By this point you’ll hopefully have a few gem contacts found from your networking. This is the point where you want to bring them in. Depending on your role it might just be to your team or to an exec board. Gauge your audience. Internal boards can be a circular reference, external views can bring fresh perspectives and unique insights to challenge your market information.

Approach: every company is different but your role here is to match-make the right external to the right internal. At all costs, you need to ensure the external is not selling anything [initially] and that the internal does not exploit the knowledge with no reward. This has to be a Win-Win relationship. In your broker role set the ground rules and check bad-behavior on either side.

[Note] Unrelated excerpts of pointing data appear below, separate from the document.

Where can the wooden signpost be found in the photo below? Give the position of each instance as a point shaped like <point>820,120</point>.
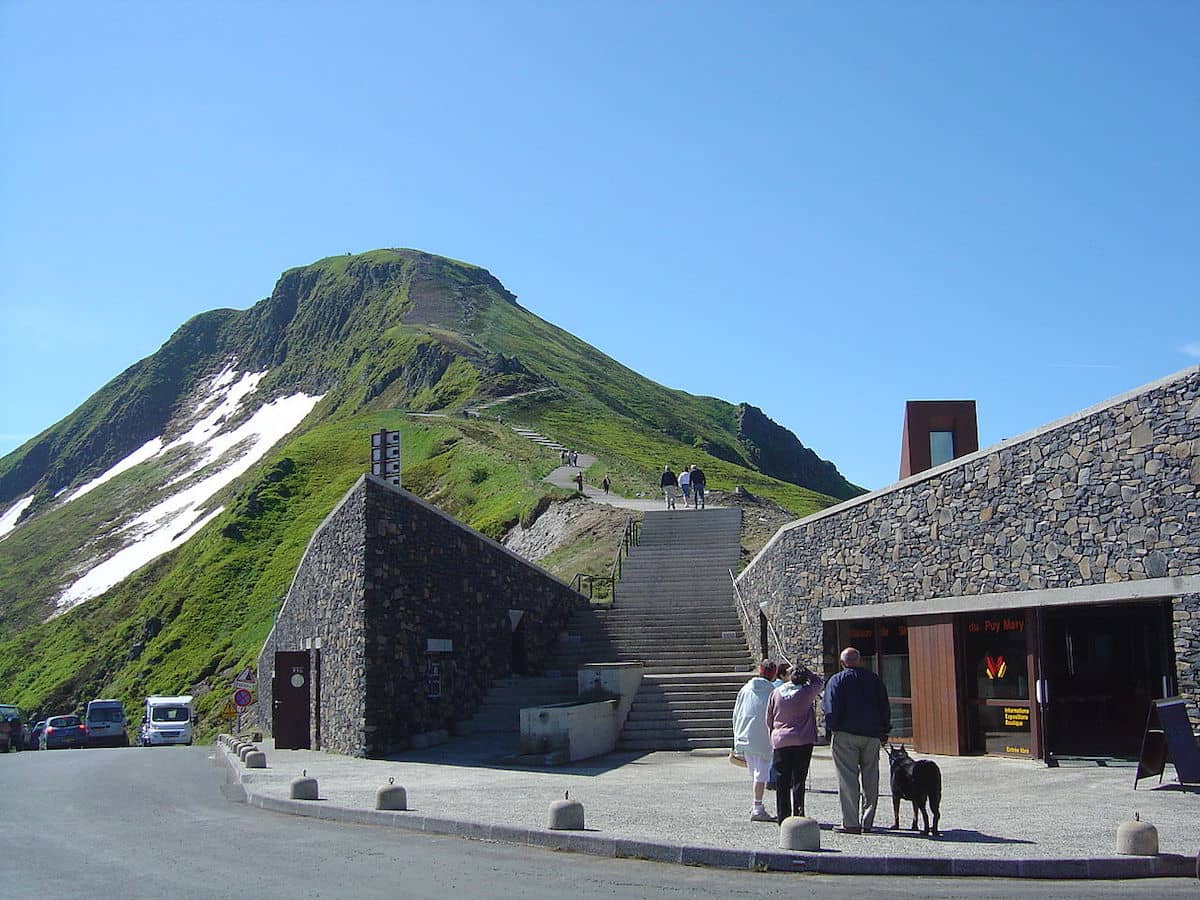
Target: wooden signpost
<point>1169,737</point>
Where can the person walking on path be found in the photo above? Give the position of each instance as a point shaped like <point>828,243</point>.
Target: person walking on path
<point>697,486</point>
<point>780,681</point>
<point>793,731</point>
<point>858,715</point>
<point>685,485</point>
<point>751,738</point>
<point>667,483</point>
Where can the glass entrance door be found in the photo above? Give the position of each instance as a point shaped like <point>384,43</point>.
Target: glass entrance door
<point>1103,666</point>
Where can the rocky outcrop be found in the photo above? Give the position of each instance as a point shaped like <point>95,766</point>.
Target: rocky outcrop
<point>777,451</point>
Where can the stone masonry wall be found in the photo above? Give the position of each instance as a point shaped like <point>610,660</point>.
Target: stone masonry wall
<point>1105,497</point>
<point>429,576</point>
<point>325,604</point>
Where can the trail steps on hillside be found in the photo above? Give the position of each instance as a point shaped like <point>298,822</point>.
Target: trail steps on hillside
<point>675,611</point>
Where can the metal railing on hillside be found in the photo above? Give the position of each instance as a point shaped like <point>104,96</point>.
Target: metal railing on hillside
<point>629,538</point>
<point>766,627</point>
<point>592,581</point>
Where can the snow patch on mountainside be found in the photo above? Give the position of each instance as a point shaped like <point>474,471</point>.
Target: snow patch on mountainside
<point>9,520</point>
<point>174,520</point>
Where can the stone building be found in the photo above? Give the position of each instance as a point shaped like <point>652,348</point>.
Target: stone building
<point>1027,599</point>
<point>396,623</point>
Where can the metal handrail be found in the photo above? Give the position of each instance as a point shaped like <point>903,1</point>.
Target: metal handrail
<point>630,538</point>
<point>750,617</point>
<point>581,577</point>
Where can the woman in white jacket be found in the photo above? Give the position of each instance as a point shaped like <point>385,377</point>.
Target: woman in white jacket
<point>751,737</point>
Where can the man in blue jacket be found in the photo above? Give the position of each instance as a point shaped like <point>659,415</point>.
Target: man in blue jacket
<point>859,718</point>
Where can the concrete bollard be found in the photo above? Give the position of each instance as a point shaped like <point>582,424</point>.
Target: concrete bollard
<point>567,815</point>
<point>256,760</point>
<point>1137,838</point>
<point>799,833</point>
<point>304,787</point>
<point>391,796</point>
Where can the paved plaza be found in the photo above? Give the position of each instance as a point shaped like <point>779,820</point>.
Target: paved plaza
<point>1002,817</point>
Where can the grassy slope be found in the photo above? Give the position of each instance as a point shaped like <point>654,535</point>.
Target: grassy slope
<point>204,610</point>
<point>214,598</point>
<point>633,425</point>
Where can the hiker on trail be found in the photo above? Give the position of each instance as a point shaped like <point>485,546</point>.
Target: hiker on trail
<point>697,487</point>
<point>667,483</point>
<point>779,682</point>
<point>793,731</point>
<point>751,738</point>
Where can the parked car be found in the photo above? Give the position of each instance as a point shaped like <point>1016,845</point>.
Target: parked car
<point>64,731</point>
<point>106,724</point>
<point>12,733</point>
<point>167,720</point>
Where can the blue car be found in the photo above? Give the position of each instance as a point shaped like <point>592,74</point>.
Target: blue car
<point>63,731</point>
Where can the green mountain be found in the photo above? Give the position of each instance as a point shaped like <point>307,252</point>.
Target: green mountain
<point>165,575</point>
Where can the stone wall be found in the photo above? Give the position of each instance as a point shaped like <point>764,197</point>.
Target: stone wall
<point>1109,496</point>
<point>432,577</point>
<point>324,609</point>
<point>385,574</point>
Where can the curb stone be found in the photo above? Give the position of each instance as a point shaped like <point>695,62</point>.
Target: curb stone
<point>826,863</point>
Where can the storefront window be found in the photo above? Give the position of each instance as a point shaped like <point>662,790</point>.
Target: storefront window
<point>883,645</point>
<point>997,688</point>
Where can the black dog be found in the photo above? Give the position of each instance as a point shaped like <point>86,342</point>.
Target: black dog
<point>917,780</point>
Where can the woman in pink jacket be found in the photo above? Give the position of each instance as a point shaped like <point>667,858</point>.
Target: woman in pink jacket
<point>793,731</point>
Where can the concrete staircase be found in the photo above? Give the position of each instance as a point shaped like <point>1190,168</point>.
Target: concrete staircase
<point>675,611</point>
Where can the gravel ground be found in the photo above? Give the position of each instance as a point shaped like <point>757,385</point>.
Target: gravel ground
<point>993,808</point>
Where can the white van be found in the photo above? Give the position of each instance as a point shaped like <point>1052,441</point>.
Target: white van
<point>167,720</point>
<point>106,724</point>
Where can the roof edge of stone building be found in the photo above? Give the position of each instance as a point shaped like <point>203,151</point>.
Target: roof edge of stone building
<point>983,453</point>
<point>425,504</point>
<point>307,547</point>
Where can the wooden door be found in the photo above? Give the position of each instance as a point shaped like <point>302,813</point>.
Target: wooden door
<point>292,699</point>
<point>936,715</point>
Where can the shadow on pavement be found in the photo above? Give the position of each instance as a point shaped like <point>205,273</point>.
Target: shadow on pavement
<point>948,835</point>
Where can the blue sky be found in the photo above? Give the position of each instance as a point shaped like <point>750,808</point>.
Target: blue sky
<point>823,210</point>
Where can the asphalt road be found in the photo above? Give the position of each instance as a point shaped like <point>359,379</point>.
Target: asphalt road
<point>157,823</point>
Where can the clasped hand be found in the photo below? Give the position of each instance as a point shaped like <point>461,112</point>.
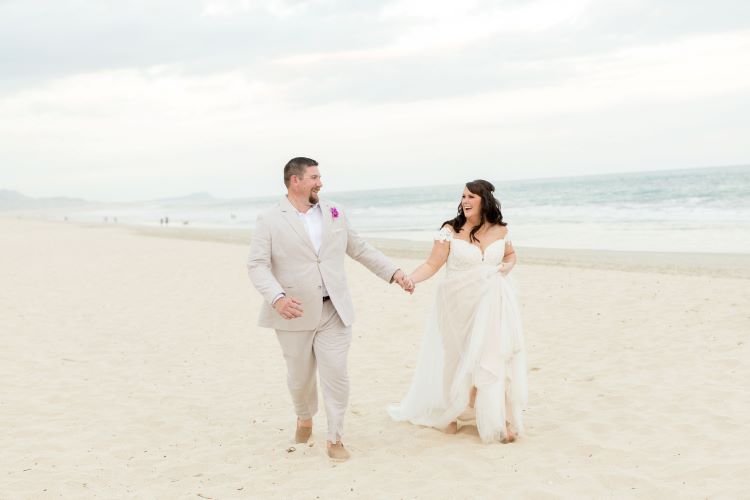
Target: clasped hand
<point>404,281</point>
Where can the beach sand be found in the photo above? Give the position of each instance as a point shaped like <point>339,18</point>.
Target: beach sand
<point>131,367</point>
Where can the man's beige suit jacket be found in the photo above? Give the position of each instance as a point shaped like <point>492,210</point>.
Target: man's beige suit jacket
<point>283,260</point>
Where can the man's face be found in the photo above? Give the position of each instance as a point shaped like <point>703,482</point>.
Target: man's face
<point>309,184</point>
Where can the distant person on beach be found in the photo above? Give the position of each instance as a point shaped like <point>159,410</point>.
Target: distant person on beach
<point>296,262</point>
<point>472,364</point>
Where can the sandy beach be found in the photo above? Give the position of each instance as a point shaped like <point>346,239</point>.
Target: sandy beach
<point>131,367</point>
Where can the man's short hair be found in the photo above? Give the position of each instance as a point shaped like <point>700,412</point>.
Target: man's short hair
<point>297,166</point>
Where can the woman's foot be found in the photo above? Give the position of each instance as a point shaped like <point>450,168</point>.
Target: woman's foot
<point>303,432</point>
<point>510,436</point>
<point>468,414</point>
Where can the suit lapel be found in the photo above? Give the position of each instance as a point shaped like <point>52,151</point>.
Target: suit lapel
<point>289,213</point>
<point>327,225</point>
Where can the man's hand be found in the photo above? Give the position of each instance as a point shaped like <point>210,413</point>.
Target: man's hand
<point>288,307</point>
<point>403,281</point>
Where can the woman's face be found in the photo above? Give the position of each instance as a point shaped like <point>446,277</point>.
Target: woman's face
<point>471,204</point>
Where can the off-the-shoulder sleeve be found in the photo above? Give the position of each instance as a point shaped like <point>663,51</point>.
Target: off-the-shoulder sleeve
<point>445,234</point>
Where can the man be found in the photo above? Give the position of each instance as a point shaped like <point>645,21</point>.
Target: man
<point>297,264</point>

Goal: education. Execs are a long time out of the classroom and the great ones love to keep learning. Most should see the value in an ecosystem of external contacts. Don’t forget, no innovation projects advance without internal sponsors. So it’s not just about you getting it, you need to bring key sponsors along on the journey with you.

Lesson 3: Set-up camp

Don’t: Go on a really expensive Startup Safari [according to TechCrunch] is an eco-system immersion program that enables international growth and scale for entrepreneurs across the globe. In the largest companies, that can mean the “Innovation Vacation” a sexy reinvention project with a large budget and seemingly brand new approach to the core organisation. As a large company, your greatest strength is your core inertia, that stable business that lets you place bets on future growth. Innovation activity has to be done with close alignment but separate from distracting the daily operations of the company.

Do: try to take a seat in a start-up community, these are hotbeds of young companies experimenting, getting funded by investors and being pitched to by consultancies. Avoid commercial start-up studios, they’ll try and sell your projects. Depending on your organisation’s maturity, time is required to calibrate to new processes, internal governance, setting up labs and funding architecture needs to be modified for growth initiatives.

Approach: Level39 in London is a prime example of a tech community where companies can join for 1x seat at £500pm, giving them access to an ecosystem of 200+ companies and 1500 members and 80+ mentors.

Goal: By this stage you’ve networked, you’ve sold the value of this activity to some key sponsors and now you need the space to bring the organisation into contact with the innovation community. Build exposure and formulate what the organisation wants to get from it.

Lesson 4: Kill Zombies, Build Faith

Don’t: start a whole new programme of work and pitch for $$$ funding to turn your company into the next Uber. No sponsor will back you, it’s unlikely your company can deliver the giant project yet and you’ll piss everyone off.

Do: Try to identify a customer and a problem where there is an existing innovation activity in the organisation. Explore if they are duplicates, what pace they’re moving at and if they are stalling. Then pitch to Kill Zombies and free up resources to complete projects that show promise. Customer wins, £5k-£500k, build faith for a wider expansion of activity later on.

Approach: Here your sponsors come into play, they may have slow-moving projects that the external contacts and ecosystem can help with. They have to want to back a solution. Build a coalition of support amongst the sponsors that see promise in the activity and translate it into a financial plan. Avoid sponsors that are only interested parties, outcomes require authority and budget.

Goal: Harness your new ecosystem of contacts to help bring to life a dormant or slow-moving innovation that already exists. Prove that innovation is tangible and not a promise of future wealth, one small win starts the conversation for a long journey to building a disciplined innovation function.

In the end, there are a million ways to approach this activity but external ecosystems give you, the individual, the best position to ask questions, test ideas, and network teams together. It ultimately comes down to what you can make of it but there are lots of us out here willing to help guide you!